Abstract
In animals, major classes of Rho guanine nucleotide exchange factors (GEFs) possess a Dbl (diffuse B-cell lymphoma)- homology (DH) domain that functions as a GEF-catalytic domain. However, no GEFs with the DH domain had been identified in plants. Recently, we found that the rice homolog of human SWAP70, Oryza sative (Os) SWAP70, containing the DH domain, exhibited GEF activity toward the rice Rho GTPase OsRac1, and regulates chitin-induced production of reactive oxygen species and defense gene expression in rice.1 Arabidopsis contains a single SWAP70 gene. A T-DNA insertion mutant of Arabidopsis SWAP70 was morphologically wild type. Measurement of in planta growth of Pseudomonas syringae DC3000 hrcC, a mutant incapable of type III effector delivery, revealed enhanced growth of the pathogen in the atswap70 mutant, indicating that AtSWAP70 is required for PAMP-triggered immunity. In addition, the atswap70 mutation reduced the RPM1-mediated hypersensitive response. These results suggested that AtSWAP70 plays a role in both PAMP- and effector-triggered immunity in Arabidopsis.
Keywords: GEF, Rop, GTPase, immunity, DH, defense, HR, PTI, ETI
Plants have developed multiple immune systems to protect them from pathogens.2 The first layer of defense is triggered by the recognition of pathogen-associated molecular patterns (PAMPs) by plant cell surface receptors, and is called PAMP-triggered immunity (PTI).3 To interfere with PTI, some pathogens have developed a type III secretion system, which deliver Type III effector proteins that suppress a variety of host immune responses. The second layer of defense depends on the ability of disease resistant (R) proteins to recognize effector proteins and induce robust immune responses including hypersensitive response (HR), and is called effector-triggered immunity (ETI).3
Rho family small GTPases function as key molecular signaling switches by cycling between GDP-bound inactive and GTP-bound active forms, which regulate many important cellular processes in animals and plants.4 The switch between GTP-bound and GDP-bound forms is controlled by three regulatory proteins: guanine nucleotide exchange factors (GEFs), GTPase-activating proteins (GAPs), and guanine nucleotide dissociation inhibitors (GDIs).

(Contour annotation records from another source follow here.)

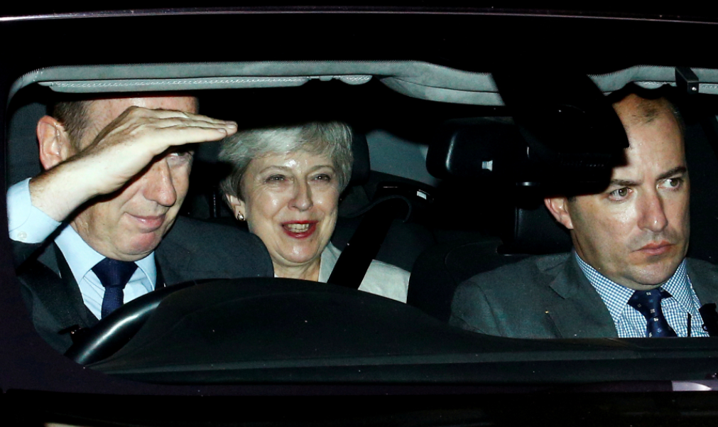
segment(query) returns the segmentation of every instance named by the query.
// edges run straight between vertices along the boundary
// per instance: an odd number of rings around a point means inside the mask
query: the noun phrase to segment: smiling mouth
[[[661,255],[671,250],[671,247],[672,244],[664,241],[649,243],[638,250],[648,255]]]
[[[139,223],[141,230],[146,233],[150,233],[157,230],[164,223],[164,214],[148,216],[132,215],[131,214],[129,214],[129,215],[136,222]]]
[[[281,224],[284,233],[294,239],[304,239],[314,234],[317,229],[317,221],[301,221],[285,222]]]

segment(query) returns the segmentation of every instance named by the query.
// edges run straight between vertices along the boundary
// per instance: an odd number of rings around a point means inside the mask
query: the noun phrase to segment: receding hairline
[[[631,127],[651,124],[667,115],[673,119],[683,136],[682,119],[673,104],[664,97],[648,99],[630,93],[612,106],[627,132]]]

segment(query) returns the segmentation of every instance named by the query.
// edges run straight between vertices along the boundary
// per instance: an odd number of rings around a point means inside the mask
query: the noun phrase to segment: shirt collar
[[[584,275],[598,292],[601,299],[606,304],[608,311],[611,313],[611,317],[615,321],[616,319],[623,316],[623,311],[628,306],[628,299],[633,295],[635,290],[611,280],[582,260],[575,250],[573,252]],[[683,308],[688,311],[691,311],[692,306],[690,300],[691,285],[686,270],[685,258],[679,265],[671,278],[661,288],[668,291],[671,296],[676,298]]]
[[[87,275],[88,272],[92,270],[100,261],[105,259],[105,256],[98,252],[87,244],[80,234],[75,231],[71,226],[67,225],[55,239],[57,244],[57,247],[62,252],[67,265],[75,276],[75,280],[80,283]],[[137,267],[139,268],[149,281],[151,288],[147,289],[147,292],[154,289],[154,283],[157,279],[157,268],[154,264],[154,252],[149,255],[135,261]]]

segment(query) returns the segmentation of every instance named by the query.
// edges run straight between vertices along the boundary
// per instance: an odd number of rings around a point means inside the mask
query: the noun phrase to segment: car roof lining
[[[694,68],[699,93],[718,94],[718,70]],[[527,77],[531,73],[527,73]],[[637,65],[590,75],[606,93],[630,82],[651,88],[676,84],[675,68]],[[439,102],[502,106],[491,74],[421,61],[263,61],[61,66],[28,73],[9,100],[32,83],[56,92],[98,93],[298,86],[311,80],[363,84],[377,78],[396,92]],[[559,80],[560,81],[560,80]]]

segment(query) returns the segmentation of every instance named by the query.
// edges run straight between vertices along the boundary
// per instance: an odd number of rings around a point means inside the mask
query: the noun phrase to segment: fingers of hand
[[[237,124],[229,120],[220,120],[213,119],[202,114],[195,114],[186,111],[177,111],[174,110],[150,110],[140,107],[136,107],[139,114],[157,120],[157,123],[167,121],[168,126],[176,125],[175,120],[179,120],[188,126],[197,125],[200,127],[236,127]]]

GEFs promote the activation of small GTPases by catalyzing the exchange of GDP for GTP.4 Most Rho GEFs in animals contain a DH domain located at the N-terminus of the pleckstrin homology (PH) domain. Although these DH-PH-type Rho GEFs have large gene families and are widespread in animals, none have been found in plants.5 Instead, plants contain the Rac/Rop GEFs with a PRONE domain, which constitute a large family in the plant kingdom.6,7 There are 14 and 11 PRONE-type Rho GEFs in Arabidopsis and rice, respectively.8 Recently, we have identified OsSWAP70A as a novel Rac/Rop GEF for plants.1 SWAP70 contains both DH and PH domains, but their arrangement is the reverse of that in typical DH-PH-type Rho GEFs, wherein the DH domain is flanked by a C-terminal PH domain.9 OsSWAP70A showed GEF activity toward OsRac1,1 one of seven of rice Rac/Rop GTPases which regulate a series of PTI and ETI responses including cell death, the production of reactive oxygen species (ROS), the activation of pathogenesis-related genes, lignification, and the production of phytoalexin.10-12 In addition, OsSWAP70A regulates chitin-induced ROS production and defense gene expression possibly though OsRac1 in rice.1
Recently, we have reported that Arabidopsis contains a single SWAP70 gene (At2g30880).1 AtSWAP70 possessed a DH domain at the C-terminus of the PH domain (Fig. 1A), a characteristic of the human SWAP70 Rho GEF.9 Although similarity between the amino acid sequences of AtSWAP70 and human SWAP70 was limited in the PH and DH domains, AtSWAP70 was highly homologous (64% identity; 90% similarity) to OsSWAP70A overall. The PH and DH domains of AtSWAP70 had 85.1% and 64.5% identity to those of OsSWAP70A, respectively (Fig. 1B and C). The PH domain contained four basic amino acids conserved in the PH domains of animal SWAP70 proteins, which are critical for binding to phosphatidylinositol 3,4,5-triphosphate (PtdIns(3,4,5)P3).13 Predictions of the secondary structure of the AtSWAP70 DH domain using Jpred3 (www.compbio.dundee.ac.uk/www-jpred/) indicated entirely α-helices (data not shown), which coincided with the conserved three-dimensional structure of typical DH domains, suggesting that AtSWAP70 belongs to the DH family of Rho GEFs.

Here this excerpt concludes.